Stereotypes are not hard and fast rules, but they exist for a reason. If you’re marketing an automobile modification business, reaching out to men will likely serve you better than targeting a female-only target audience. It’s not to say women don’t have an interest, but if you’re relying on these bare bone designations, it’s probably your best shot at acquiring a customer.
Feeling stumped? Look at your current audience. Whoever is currently buying your product or service—think gender and age—is likely who will show interest when they see the ad on Facebook.
This gets tricky. It costs more money to choose a broad target audience. If you sell a baby product, create a target audience of expecting parents. But you’re spending more to reach a large group. If your target audience is more precise, you save money upfront and should enjoy a larger success rate from your advertisement.
When you select a more precise target audience, your return on investment, or ROI, is better. You can choose to target people based on specific phrases that have been used on their timelines, or look to Pages and apps they use to gain insight.
Think about if you’ve ever logged into a puzzle game through your Facebook app, I bet you Facebook has tried to sell you on more downloadable puzzle games, as well—or rather a marketing-savvy individual who knows how to use Facebook ads has tried to sell you a new puzzle game.
Identify trends between followers you already have. If several of your current customers like other pages in common, consider using those as your interest picks. If you’re selling a service to musicians, consider what magazines or books they may read or musicians they may follow. The more precise you can get, the better targeted your Facebook Ad will be. Identifying niche markets gets your company in front of the eyes that are most likely to become a customer.
Example: Selling a product related to breastfeeding? Ditch the “expectant moms” category and look instead to prospective or current parents who follow Le Leche League sites in your service area. That’s a more precise target audience for your product!

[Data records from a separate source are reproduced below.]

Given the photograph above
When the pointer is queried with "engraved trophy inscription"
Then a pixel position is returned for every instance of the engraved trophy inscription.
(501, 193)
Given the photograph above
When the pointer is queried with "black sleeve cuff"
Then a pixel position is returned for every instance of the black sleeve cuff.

When you are working hard to reach a target audience, and save a little moola while doing so, it can be easy to make a slip up and choose the wrong audience members. When you do this, there is no broad group description to fall back on. But with a little risk can come great reward.
Avoid this problem by putting in the time to research thoroughly. The better you know your target audience, the easier it’ll be for you to seek them out.
There are other targeting capabilities including connections, relationship status, languages, education and workplaces. If you’re a divorce attorney trolling for new customers online, maybe don’t target a “single” audience, or anyone “in a relationship with.” It’s the same idea as only marketing student loan debt consolidation services to those who list college educations on their profile. Why would you market that service to a 15-year-old high school student? You wouldn’t.
Take the advice above and apply it to each of these sections. Make sure you are marketing ads to the right people and your ROI will skyrocket. And remember, the more accurately you can envision your customer and pinpoint their shared interests, the more success you’ll have with Facebook ads (and the more money you can potentially save on your ad.)
Those who say they don’t work aren’t using them right.